Speaker: True W. Miller, MS, nuclear engineer, reactor supervisor and N.E. Radiation Laboratory coordinator, Purdue University
Introduced By: Rick Whitener
Attendance: NESC: 87, Zoom: 31
Guest(s): Michael Deall, Patricia Brewer
Scribe: John Peer
Editor: Bill Elliott
View a recording of today’s Zoom presentation at:
Today's Program 040124
Today’s presenter was True W Miller, Facility Director for the PUR-1 Nuclear Reactor. He received his bachelors in Nuclear Engineering in 2019 and his masters in 2021 and is now pursuing his PHD, all from Purdue.
The PUR-1 research reactor is in its 58th year. Originally designed by Lockheed in 1962, it is only a 10kw design (similar to a small campfire). It has gone through many upgrades. The most significant was the conversion to a full digital control through a $1.2M grant from the Department of Energy in 2017. It is the only fully digital controlled reactor in the USA.
True explained the basics of fission reactions and several design formulas for modern designs. A single fission reaction releases 100 million times the energy of a 2eV chemical reaction. The fission process of division creates two smaller atoms but, most importantly, 3 free neutrons. These free neutrons then create more fission for a chain reaction. Subcritical reactions stop naturally and supercritical reactions can expand exponentially. Control rods are used to moderate the supercritical reaction by capturing the excess neutrons to maintain a stable state for commercial use. Nuclear fuel is enriched to create sustainable reactions. Commercial levels are about 20%. By contrast, weapons grade is greater than 90%. Nuclear submarines also use greater than 90%.

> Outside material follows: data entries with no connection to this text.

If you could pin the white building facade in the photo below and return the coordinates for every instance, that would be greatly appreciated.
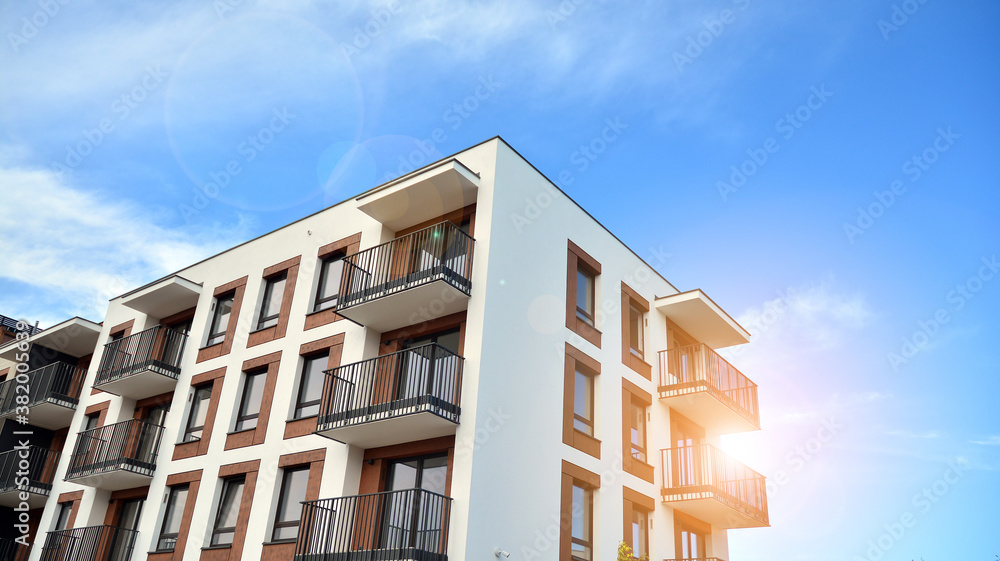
(458, 361)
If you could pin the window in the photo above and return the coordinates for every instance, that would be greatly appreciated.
(62, 519)
(583, 523)
(585, 296)
(270, 309)
(253, 394)
(582, 294)
(311, 386)
(330, 272)
(229, 508)
(172, 517)
(293, 492)
(583, 403)
(220, 319)
(580, 402)
(199, 411)
(638, 431)
(636, 334)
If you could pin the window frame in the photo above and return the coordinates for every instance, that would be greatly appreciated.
(227, 484)
(318, 402)
(320, 302)
(195, 403)
(216, 337)
(282, 524)
(169, 509)
(256, 376)
(274, 291)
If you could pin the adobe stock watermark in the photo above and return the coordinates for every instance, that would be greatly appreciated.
(922, 501)
(957, 299)
(914, 168)
(455, 116)
(714, 27)
(122, 107)
(787, 127)
(379, 20)
(249, 149)
(899, 16)
(581, 158)
(33, 24)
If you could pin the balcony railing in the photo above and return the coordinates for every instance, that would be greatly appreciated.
(58, 383)
(439, 252)
(157, 349)
(30, 469)
(131, 446)
(700, 477)
(697, 368)
(13, 551)
(391, 526)
(426, 378)
(93, 543)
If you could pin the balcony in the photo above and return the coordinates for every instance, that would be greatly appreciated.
(93, 543)
(413, 278)
(52, 392)
(704, 387)
(400, 397)
(142, 365)
(13, 551)
(30, 470)
(704, 482)
(408, 525)
(115, 457)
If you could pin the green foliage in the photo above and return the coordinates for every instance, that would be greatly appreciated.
(625, 553)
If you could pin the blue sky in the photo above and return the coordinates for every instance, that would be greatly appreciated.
(823, 170)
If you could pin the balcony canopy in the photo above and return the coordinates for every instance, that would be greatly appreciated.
(418, 198)
(164, 297)
(75, 337)
(703, 319)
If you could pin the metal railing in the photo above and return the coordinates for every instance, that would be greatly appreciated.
(130, 445)
(31, 469)
(157, 349)
(698, 368)
(407, 524)
(57, 383)
(704, 471)
(93, 543)
(425, 378)
(439, 252)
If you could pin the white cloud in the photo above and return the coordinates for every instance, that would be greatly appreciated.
(67, 251)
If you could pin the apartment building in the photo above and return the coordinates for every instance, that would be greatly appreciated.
(457, 364)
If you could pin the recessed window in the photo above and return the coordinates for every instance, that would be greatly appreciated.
(640, 534)
(172, 517)
(638, 431)
(582, 547)
(199, 411)
(310, 392)
(583, 403)
(636, 335)
(220, 319)
(330, 272)
(253, 394)
(289, 513)
(585, 296)
(270, 309)
(224, 529)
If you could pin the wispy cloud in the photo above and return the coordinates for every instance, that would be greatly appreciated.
(67, 250)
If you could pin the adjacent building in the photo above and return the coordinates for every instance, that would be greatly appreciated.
(457, 364)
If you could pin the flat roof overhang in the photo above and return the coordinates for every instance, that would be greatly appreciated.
(418, 198)
(696, 313)
(164, 297)
(75, 337)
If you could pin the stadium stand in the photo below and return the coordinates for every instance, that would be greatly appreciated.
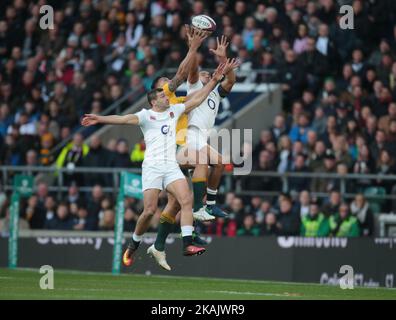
(339, 105)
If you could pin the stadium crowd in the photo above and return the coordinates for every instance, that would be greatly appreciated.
(339, 105)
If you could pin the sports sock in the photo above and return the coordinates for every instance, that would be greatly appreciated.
(165, 227)
(136, 240)
(187, 235)
(211, 197)
(199, 186)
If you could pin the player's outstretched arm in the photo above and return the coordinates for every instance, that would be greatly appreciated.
(193, 75)
(93, 119)
(221, 49)
(200, 95)
(197, 38)
(230, 77)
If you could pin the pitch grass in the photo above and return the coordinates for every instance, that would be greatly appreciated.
(24, 284)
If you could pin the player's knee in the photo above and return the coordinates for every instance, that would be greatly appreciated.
(186, 201)
(150, 210)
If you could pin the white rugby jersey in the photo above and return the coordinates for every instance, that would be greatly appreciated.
(159, 130)
(204, 116)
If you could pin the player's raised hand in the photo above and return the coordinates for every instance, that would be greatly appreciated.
(219, 72)
(90, 120)
(198, 36)
(189, 32)
(231, 64)
(221, 49)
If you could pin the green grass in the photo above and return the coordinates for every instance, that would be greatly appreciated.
(24, 284)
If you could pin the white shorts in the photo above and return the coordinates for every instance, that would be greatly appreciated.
(160, 176)
(196, 138)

The PUR-1 hosts 2000 visitors and 250 tours per year. The Scientech Club will be touring on Monday, May 13. PUR-1 also supports three lab courses and 120 students. PUR-1 is used for research in several areas such as neutron activation, creating isotopes, and cybersecurity studies (NRC grant). Since the full digitalization, all the reactor’s operating data has been recorded for future research.
However, the NRC doesn’t want experiments to be run that could modify the controls of PUR-1. Purdue has created a clone, a digital twin, which uses the PUR-1 data from a one way communication channel. Therefore, experiments can be run on the twin.
Vol. 105 No. 13 April 1, 2024 Page 2
Another area of interest is Small Modular Reactors (SMR’s). Purdue is working with Duke Energy on SMR’s in general and specifically one to run the West Lafayette campus. The main campus emits 500K tons of greenhouse gas emissions a year. The future of nuclear energy in the United States is a political problem, not a safety issue. Advanced reactor designs are essentially failsafe. Nuclear power is the safest source of energy in terms of deaths. Even solar is much worse in accidents, etc. The issue is political (Chernobyl, Fukushima, etc.) and lack of an educated public.
Thanks to True Miller for a very informative program.